# I am moving to Las Vegas and am wondering if there is a need for tree work?



## TackleTree (Dec 29, 2005)

I know this may have an obvious answer but was wondering if there is anyone who does tree work in the area. I live in georgia but will be spending the next 6 months in Vegas. Wondering if theris any advice besides stay away from the tables. I would rather make my money the hard way.


----------



## kennertree (Dec 29, 2005)

I'd say there is not alot of trees in Vegas, but I've never been to Vegas.


----------



## BlueRidgeMark (Dec 30, 2005)

If you've never been there, why would you say there are no trees? 

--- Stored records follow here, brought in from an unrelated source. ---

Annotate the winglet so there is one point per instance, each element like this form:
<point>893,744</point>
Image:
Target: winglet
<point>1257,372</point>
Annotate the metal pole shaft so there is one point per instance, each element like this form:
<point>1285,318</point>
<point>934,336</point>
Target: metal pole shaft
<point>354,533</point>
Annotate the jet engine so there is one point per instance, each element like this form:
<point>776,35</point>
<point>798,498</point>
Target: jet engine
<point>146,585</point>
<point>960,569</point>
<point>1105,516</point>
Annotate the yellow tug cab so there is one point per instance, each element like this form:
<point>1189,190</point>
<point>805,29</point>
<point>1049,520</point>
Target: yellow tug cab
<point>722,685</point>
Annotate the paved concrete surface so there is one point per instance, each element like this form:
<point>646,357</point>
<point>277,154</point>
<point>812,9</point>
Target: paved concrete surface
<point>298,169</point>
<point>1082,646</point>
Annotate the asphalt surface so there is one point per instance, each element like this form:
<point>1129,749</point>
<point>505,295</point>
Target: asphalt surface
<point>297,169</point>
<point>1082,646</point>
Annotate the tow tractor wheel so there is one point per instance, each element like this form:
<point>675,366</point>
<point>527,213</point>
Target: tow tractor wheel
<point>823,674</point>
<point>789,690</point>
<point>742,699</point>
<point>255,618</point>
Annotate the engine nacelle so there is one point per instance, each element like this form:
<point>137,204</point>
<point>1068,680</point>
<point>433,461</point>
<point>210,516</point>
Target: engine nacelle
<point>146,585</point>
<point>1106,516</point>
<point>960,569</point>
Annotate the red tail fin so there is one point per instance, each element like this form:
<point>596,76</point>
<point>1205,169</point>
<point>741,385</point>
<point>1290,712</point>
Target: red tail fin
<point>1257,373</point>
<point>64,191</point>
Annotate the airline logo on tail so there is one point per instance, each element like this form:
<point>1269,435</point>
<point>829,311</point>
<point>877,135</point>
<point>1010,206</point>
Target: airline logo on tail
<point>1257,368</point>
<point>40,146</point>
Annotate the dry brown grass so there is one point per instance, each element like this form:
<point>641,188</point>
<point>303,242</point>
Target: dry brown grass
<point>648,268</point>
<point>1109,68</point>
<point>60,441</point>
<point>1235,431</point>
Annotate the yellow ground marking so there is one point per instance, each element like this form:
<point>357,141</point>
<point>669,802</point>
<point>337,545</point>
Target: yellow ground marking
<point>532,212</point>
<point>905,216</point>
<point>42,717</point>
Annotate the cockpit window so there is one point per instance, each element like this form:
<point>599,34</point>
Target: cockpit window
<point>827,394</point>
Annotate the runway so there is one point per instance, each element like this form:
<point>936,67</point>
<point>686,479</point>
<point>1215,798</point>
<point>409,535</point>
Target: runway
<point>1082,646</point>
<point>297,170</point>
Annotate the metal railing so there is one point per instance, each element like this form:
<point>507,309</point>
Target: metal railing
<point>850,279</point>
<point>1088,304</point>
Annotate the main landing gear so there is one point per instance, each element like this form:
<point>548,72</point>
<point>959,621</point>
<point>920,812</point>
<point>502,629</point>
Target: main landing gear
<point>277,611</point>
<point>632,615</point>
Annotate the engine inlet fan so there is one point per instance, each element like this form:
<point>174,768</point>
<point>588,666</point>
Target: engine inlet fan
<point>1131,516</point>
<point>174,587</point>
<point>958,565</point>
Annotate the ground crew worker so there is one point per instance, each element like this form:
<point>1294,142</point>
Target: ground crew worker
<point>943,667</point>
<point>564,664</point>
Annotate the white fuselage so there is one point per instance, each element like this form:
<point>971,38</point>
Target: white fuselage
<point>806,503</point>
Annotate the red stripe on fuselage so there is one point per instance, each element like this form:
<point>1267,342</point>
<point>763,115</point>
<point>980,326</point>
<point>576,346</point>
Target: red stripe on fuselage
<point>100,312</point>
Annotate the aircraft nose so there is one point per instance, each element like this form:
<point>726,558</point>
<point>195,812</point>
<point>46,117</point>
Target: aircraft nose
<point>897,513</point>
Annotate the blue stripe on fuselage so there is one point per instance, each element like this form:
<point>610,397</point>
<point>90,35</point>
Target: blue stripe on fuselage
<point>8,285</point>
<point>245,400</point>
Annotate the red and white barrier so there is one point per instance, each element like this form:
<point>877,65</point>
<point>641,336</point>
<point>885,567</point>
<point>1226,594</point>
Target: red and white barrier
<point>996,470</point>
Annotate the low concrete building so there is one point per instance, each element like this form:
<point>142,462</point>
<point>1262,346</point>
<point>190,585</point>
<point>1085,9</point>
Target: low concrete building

I've been there, and there are PLENTY of trees! Take a look:















Okay, seriously, it IS desert, but there are trees in the developed area. *Nothing *like what you are used to in Georgia.


----------



## TackleTree (Dec 30, 2005)

*Nice!*

So I suppose not a good market for tree work. I guess I will be like snoopy's uncle pedro!


----------



## Jumper (Dec 30, 2005)

Lots of palms as I recall. Reinvent yourself as Forrest and offer to do em for $10!


----------



## TackleTree (Jan 3, 2006)

So yor saying I've got a chance! Just Kidding but really is there anyone who has attemted or is successful at tree work in the area?


----------



## smokechase II (Jan 3, 2006)

Get into air conditioner installation and repairs.
Loose some weight and work on your table dance.
Card counting till they figure you out.


----------



## BlueRidgeMark (Jan 4, 2006)

Smokechase, read my sig!


----------



## legendrider (Jan 5, 2006)

*vegas*

call the davey tree expert company, they have an office outthere and actually do residential work.


----------